I am just going to walk
across into Piccadilly, and my wife is left alone with them. I am
afraid they are rather spoilt children; but I have half promised
them you shall come.'
The steps were let down, and Elfride was transferred--to the
intense delight of the little girls, and to the mild interest of
loungers with red skins and long necks, who cursorily eyed the
performance with their walking-sticks to their lips, occasionally
laughing from far down their throats and with their eyes, their
mouths not being concerned in the operation at all. Lord
Luxellian then told the coachman to drive on, lifted his hat,
smiled a smile that missed its mark and alighted on a total
stranger, who bowed in bewilderment. Lord Luxellian looked long
at Elfride.
The look was a manly, open, and genuine look of admiration; a
momentary tribute of a kind which any honest Englishman might have
paid to fairness without being ashamed of the feeling, or
permitting it to encroach in the slightest degree upon his
emotional obligations as a husband and head of a family.
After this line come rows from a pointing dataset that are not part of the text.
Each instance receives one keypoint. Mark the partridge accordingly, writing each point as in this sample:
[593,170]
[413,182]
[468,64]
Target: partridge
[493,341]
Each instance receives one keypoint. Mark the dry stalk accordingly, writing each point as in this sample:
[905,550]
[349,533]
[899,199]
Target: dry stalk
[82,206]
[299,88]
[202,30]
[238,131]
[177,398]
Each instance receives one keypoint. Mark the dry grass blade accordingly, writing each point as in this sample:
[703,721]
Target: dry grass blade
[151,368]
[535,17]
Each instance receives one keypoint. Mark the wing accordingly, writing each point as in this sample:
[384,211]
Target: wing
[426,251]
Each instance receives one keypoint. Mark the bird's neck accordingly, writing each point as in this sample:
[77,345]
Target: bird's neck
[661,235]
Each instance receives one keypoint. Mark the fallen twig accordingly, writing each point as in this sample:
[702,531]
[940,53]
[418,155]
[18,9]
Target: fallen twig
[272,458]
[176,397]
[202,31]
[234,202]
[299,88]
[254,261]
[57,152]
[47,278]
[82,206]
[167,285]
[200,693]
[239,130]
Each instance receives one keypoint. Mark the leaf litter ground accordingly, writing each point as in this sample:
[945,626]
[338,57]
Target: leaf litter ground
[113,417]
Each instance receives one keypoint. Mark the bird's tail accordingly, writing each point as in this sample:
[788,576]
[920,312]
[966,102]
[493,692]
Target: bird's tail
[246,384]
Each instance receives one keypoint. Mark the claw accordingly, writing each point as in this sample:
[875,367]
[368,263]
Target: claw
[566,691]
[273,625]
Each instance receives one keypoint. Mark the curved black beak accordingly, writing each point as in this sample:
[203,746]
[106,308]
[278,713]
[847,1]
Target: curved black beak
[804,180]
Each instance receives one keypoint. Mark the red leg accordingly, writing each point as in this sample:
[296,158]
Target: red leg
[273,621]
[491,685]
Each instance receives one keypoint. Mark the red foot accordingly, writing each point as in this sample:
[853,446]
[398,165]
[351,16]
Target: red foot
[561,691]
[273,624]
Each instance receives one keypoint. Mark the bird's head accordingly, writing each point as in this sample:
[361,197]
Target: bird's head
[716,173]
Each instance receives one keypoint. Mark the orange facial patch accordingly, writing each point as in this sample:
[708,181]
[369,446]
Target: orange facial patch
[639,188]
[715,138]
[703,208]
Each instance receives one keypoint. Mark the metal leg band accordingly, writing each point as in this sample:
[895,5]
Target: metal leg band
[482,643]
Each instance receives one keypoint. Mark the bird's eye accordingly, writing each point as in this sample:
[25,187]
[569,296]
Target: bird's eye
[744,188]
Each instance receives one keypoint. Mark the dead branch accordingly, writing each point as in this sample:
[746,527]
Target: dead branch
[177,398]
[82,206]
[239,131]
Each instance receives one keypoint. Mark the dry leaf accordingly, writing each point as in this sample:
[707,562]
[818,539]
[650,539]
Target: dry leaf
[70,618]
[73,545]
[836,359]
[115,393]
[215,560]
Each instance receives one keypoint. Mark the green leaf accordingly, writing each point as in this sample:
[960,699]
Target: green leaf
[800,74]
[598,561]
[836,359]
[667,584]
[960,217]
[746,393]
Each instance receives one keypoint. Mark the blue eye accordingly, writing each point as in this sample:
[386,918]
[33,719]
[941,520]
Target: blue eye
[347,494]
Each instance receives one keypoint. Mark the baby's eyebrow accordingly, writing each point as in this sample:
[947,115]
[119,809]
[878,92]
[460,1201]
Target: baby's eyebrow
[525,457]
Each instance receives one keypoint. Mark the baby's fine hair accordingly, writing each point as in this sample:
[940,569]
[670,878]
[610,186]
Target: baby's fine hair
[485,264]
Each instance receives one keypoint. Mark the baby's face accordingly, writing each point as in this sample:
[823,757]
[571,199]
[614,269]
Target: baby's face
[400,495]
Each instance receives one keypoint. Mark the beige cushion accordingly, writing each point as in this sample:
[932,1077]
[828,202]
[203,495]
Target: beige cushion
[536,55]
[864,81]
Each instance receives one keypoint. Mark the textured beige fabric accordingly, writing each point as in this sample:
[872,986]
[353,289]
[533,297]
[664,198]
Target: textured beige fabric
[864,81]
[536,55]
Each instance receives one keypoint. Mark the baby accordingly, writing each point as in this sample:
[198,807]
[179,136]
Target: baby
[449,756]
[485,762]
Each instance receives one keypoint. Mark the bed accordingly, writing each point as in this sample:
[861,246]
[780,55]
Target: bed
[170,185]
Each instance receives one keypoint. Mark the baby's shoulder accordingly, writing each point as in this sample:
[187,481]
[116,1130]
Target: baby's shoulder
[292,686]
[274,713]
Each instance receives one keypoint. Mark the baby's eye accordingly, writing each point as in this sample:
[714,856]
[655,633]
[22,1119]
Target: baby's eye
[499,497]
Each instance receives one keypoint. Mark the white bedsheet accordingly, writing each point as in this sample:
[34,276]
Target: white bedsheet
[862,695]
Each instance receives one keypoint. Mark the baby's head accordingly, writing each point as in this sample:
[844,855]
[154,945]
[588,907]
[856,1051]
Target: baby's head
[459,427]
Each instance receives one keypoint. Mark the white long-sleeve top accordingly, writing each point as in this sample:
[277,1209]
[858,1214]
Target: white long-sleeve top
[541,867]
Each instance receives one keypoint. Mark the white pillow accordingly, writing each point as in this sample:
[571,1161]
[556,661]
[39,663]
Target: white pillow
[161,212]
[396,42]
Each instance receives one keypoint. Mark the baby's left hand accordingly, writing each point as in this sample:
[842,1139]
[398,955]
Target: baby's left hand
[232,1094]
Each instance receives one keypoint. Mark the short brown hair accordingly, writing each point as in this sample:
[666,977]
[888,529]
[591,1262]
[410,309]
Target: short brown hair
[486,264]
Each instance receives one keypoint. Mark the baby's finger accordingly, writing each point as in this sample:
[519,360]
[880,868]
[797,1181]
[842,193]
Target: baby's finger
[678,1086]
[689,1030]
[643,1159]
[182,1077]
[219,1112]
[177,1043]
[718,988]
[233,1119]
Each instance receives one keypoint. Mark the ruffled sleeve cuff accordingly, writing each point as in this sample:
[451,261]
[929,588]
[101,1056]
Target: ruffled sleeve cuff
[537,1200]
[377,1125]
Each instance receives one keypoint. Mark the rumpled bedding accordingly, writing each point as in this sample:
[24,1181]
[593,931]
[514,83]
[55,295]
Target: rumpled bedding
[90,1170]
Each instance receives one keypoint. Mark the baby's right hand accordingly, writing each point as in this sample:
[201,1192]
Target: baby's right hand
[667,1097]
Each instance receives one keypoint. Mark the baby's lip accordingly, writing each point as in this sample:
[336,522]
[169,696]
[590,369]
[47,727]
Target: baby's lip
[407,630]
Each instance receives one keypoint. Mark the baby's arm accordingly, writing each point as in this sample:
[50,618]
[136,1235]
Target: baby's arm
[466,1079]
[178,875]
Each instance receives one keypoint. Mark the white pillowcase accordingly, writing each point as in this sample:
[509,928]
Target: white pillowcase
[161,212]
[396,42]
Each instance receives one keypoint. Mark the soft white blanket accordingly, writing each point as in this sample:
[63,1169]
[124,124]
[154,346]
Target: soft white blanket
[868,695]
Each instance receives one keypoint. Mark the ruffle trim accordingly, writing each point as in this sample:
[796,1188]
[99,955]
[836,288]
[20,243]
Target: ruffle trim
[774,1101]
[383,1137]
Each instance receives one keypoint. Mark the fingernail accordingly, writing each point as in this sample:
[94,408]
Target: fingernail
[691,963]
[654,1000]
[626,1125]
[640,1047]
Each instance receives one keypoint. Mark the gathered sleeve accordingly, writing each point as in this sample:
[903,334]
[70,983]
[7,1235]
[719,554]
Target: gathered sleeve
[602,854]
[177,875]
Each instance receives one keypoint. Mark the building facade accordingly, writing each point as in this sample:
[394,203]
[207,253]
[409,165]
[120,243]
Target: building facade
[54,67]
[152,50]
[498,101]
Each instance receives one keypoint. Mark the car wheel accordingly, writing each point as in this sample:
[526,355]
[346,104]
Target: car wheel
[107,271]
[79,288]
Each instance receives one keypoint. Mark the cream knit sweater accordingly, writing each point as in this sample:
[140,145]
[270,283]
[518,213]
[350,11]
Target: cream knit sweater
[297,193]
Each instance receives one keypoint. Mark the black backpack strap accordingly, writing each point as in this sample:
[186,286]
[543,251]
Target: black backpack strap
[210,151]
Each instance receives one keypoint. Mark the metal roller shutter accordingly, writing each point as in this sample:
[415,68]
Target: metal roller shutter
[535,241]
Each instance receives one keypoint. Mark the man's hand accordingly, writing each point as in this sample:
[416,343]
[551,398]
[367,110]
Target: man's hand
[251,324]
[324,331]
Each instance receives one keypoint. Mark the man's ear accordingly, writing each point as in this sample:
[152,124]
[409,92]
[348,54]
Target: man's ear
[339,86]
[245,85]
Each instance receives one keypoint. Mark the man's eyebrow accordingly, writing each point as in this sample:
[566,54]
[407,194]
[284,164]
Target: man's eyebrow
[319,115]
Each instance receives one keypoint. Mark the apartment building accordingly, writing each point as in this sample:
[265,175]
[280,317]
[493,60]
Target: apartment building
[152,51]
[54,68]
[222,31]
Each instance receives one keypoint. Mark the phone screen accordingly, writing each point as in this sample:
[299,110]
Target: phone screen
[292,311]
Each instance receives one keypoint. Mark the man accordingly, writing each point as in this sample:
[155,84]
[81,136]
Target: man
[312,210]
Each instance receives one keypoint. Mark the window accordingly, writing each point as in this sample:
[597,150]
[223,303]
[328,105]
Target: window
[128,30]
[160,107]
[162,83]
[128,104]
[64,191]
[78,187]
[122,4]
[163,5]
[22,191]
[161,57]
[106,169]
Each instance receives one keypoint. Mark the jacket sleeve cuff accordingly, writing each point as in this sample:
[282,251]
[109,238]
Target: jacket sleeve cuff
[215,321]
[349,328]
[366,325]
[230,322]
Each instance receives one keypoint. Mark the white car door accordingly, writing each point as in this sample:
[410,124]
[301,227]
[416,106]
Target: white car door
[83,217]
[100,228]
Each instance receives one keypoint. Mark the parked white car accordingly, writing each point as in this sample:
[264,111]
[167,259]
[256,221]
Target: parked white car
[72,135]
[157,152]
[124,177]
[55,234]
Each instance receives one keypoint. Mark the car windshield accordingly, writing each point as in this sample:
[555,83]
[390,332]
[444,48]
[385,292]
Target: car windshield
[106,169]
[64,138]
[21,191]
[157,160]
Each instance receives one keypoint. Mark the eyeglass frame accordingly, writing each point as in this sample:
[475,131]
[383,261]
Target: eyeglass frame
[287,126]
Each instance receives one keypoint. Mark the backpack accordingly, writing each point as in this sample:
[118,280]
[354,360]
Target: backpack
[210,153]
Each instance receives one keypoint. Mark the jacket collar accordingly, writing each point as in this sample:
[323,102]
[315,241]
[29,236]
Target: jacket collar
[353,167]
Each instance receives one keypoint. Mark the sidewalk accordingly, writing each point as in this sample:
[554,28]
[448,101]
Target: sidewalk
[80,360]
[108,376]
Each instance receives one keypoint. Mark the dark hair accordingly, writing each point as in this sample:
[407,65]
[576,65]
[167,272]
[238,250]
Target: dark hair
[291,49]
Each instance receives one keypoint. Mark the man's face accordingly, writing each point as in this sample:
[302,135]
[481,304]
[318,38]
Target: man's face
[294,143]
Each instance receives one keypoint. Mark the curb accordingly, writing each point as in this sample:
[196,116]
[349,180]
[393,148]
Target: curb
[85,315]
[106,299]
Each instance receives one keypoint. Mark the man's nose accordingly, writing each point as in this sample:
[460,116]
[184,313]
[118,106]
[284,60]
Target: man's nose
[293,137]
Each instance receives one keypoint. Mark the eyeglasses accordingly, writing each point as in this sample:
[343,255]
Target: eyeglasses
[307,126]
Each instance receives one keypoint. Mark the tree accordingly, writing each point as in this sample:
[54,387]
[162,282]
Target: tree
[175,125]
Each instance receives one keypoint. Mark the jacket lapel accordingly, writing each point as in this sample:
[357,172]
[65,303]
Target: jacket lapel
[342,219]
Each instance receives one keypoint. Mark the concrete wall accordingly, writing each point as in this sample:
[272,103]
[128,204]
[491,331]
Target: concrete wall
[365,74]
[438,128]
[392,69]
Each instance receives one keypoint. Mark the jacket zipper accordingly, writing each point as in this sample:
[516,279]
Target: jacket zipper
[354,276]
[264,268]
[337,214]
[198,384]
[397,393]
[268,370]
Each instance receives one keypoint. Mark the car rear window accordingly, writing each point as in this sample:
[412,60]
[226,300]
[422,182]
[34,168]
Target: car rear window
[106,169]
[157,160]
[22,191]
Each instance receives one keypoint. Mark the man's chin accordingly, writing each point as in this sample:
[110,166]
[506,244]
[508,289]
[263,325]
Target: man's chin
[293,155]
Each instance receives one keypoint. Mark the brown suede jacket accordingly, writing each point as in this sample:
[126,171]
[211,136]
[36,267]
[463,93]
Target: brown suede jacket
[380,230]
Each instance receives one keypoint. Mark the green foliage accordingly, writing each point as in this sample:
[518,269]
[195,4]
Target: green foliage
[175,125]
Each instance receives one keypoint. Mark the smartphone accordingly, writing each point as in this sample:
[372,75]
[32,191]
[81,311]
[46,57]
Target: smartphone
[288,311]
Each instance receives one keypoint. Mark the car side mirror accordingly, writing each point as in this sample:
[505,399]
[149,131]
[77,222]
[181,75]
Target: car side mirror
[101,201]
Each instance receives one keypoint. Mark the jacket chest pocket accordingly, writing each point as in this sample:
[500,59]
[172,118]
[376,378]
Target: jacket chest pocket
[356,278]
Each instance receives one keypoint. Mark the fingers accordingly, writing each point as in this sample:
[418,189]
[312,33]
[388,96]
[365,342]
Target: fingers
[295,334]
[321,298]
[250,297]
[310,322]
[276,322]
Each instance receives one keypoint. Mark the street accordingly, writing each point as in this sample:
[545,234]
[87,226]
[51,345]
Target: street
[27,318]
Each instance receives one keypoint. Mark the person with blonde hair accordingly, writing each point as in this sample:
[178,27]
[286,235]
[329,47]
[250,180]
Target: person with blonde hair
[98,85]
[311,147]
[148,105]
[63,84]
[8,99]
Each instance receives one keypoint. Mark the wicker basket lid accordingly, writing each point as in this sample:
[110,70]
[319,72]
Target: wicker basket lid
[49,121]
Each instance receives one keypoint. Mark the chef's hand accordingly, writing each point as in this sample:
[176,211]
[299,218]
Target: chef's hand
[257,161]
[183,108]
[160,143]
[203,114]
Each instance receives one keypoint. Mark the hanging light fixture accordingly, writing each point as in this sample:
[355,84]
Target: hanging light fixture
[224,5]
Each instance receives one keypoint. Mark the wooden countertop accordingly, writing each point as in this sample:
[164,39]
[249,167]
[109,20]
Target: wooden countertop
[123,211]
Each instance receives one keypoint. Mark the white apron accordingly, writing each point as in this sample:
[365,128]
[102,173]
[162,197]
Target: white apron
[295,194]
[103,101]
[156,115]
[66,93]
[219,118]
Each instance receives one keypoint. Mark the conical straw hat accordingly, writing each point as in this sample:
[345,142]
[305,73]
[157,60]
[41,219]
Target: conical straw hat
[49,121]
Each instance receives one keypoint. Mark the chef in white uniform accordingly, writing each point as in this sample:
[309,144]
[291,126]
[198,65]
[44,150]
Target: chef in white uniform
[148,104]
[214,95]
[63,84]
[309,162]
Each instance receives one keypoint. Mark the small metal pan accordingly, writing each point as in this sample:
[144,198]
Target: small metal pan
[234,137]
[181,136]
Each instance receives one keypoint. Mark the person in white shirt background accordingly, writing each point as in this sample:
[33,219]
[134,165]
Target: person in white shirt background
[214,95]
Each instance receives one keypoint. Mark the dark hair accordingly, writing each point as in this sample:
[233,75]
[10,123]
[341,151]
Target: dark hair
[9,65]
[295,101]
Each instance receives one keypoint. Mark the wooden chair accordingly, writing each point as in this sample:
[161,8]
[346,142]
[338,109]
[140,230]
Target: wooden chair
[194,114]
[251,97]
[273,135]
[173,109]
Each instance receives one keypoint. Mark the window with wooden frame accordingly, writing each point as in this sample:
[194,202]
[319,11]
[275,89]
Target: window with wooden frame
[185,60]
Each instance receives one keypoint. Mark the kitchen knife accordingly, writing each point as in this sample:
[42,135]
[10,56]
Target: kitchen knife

Then
Lord Luxellian turned away, and walked musingly to the upper end
of the promenade.
Mr. Swancourt had alighted at the same time with Elfride, crossing
over to the Row for a few minutes to speak to a friend he
recognized there; and his wife was thus left sole tenant of the
carriage.
Now, whilst this little act had been in course of performance,
there stood among the promenading spectators a man of somewhat
different description from the rest.